Question

我有两个数据集：m和s。第一个数据集包括变量Frequency，p1，p2和p3。

第二个数据集包括回归类型， mean 和样本大小的值。列名分别为z，mean和samplesize。

我需要在第一个数据集m中添加四列，如下所示：

第一列m$reg1应该是与m$p1对应的s$samplesize值的s$z == 'Regression1'倍。
第二列m$reg2应该是与m$p2对应的s$samplesize值的s$z == 'regression2'倍。
第三列m$reg3应该是与m$p3对应的s$samplesize值的s$z == 'regression3'倍。

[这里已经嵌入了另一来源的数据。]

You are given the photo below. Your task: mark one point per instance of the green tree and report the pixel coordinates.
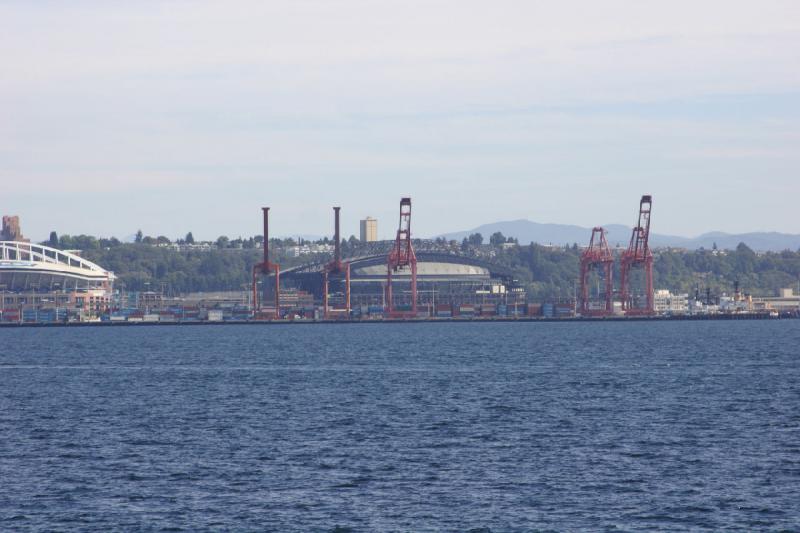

我想知道如何编写一个循环函数来计算m数据集中的这四个新列。

了解如何在以下代码中创建数据集：

Frequency<-seq(1,27,1)
p1<-seq(2,28,1)
p2<-seq(10,36,1)
p3<-seq(0,26,1)
m<-data.frame(Frequency,p1,p2,p3)

z<-c('Regression1','Regression2','Regression3','Regression4')
mean<-c(2,28,1,17)
samplesize<-c(10,20,30,40)
s<-data.frame(z,mean,samplesize)

Answer 1

如果我正确理解你的问题，就不需要循环。只是做：

 m$regr1 <- m$p1*s$samplesize[s$z=="Regression1"]
 m$regr2 <- m$p2*s$samplesize[s$z=="Regression2"]
 m$regr3 <- m$p3*s$samplesize[s$z=="Regression3"]

Answer 2

使用我们在此answer中应用的相同原则。首先，定义将子集表的子列或行值的名称，然后执行计算，将值填充到一个新的，类似构造的列中。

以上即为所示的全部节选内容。